Check out my new glasses! I’m really pleased with them. They are the Tame Cat pair from Bergen-based company Kaibosh.
Fabric: Soft bamboo twill and lace in black, both from Stoff og Stil. I don’t see either fabric on their webpages, but I think I saw them both in the store last time I was at the Bergen location (for any locals looking for it!). Also black bias tape from the depths of my stash. It’s probably vintage by now.
Pattern: Belcarra Blouse from Sewaholic Patterns, view A. Size 0 at the hips, and size 2 pretty much everywhere else. I did bring the neckline in, roughly following the size 4 markings, graded to nothing at center front and back. Also, a 1,5″ FBA resulting in a bust dart.

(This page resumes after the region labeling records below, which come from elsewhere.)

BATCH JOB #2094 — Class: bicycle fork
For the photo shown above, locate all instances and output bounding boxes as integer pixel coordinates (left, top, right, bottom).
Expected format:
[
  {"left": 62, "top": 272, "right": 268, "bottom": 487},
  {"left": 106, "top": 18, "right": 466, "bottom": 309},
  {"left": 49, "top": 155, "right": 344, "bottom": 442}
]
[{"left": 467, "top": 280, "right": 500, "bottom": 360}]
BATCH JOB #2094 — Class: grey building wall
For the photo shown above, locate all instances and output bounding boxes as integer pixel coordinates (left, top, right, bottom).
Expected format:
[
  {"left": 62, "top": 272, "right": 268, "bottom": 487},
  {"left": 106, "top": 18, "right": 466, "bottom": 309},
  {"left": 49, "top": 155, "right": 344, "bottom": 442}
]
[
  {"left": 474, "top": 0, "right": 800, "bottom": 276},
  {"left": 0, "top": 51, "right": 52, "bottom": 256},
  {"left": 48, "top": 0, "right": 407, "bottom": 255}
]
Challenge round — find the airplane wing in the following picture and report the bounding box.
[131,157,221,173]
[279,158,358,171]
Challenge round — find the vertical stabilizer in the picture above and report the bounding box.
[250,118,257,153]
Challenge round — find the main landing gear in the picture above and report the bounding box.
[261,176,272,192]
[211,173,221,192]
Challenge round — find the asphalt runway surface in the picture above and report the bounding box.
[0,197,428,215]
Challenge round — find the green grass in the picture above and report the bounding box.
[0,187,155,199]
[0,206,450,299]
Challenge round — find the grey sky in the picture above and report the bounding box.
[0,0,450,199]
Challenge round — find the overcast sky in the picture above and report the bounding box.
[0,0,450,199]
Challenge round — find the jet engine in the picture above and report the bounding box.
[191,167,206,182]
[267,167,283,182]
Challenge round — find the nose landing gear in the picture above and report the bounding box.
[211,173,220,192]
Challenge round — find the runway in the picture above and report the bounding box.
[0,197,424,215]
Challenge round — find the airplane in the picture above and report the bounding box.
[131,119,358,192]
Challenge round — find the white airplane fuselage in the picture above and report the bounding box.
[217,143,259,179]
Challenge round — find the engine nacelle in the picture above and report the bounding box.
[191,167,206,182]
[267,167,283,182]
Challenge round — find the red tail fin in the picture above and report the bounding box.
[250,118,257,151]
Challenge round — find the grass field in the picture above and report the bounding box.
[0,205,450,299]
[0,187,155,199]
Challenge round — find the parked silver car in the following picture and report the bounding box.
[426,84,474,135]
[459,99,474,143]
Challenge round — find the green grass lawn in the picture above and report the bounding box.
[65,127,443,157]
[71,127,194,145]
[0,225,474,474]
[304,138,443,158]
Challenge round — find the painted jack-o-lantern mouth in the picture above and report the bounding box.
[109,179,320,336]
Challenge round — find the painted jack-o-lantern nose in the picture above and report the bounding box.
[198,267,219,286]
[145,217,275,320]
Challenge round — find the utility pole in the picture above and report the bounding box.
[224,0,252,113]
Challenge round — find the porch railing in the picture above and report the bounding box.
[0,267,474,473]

Techniques: Raglan sleeves, bias binding, handpicked understitching.
I made the most rookiest of mistakes in preparing for this blouse – I didn’t check the test square when I printed out my pdf pattern. I never have my printer set to scale anything, so I simply didn’t bother to check until after I had assembled and cut the pattern, and yes! It was 10% smaller than it was supposed to be. Ha! After some careful pattern measuring, and realizing I barely had enough left of this bamboo twill to make the smaller size anyways, I decided to not re-print the pattern. A quick muslin showed I needed more room at the waist, and to narrow the neckline. I’d seen several people mention the width of the neckline, so I was prepared for that regardless.
Despite being a smaller than intended size, I still didn’t have enough fabric without piecing the back! I made it curved to look a little more intentional, and even shaved off some length in the middle to make a sort of sway-back adjustment while I was at it. It doesn’t bother me too much to have a seam across the back – but then again, I can’t even see it when I wear the blouse!
I sewed on the bias binding by hand. I could have done that by machine of course, but the width of the bias tape had me worried about terrible stretching. Also, by handsewing I could turn this into a portable project, like knitting! I actually did most of this while visiting a friend and drinking tea. I pickstitched to function as understitching (because I love understitching and it makes everything prettier), and then sewed the bottom edge down as invisibly as I could. I hemmed the bodice in the same way – well, I overlocked, then turned up and slipstitched.
So there it is! Success! And yes, it wrinkles, and yes, the bamboo twill is a little stiff, but it’s also a little shiny, so it’s forgiven. And yes, the black fabrics are two different kinds of black, and yes, I have some small adjustments like lowering the bust dart and taking out a wedge from the apex towards the raglan sleeve seam, but I use this top lots, and I like the way it looks. I’m thinking of doing the version with the pintucked sleeve next!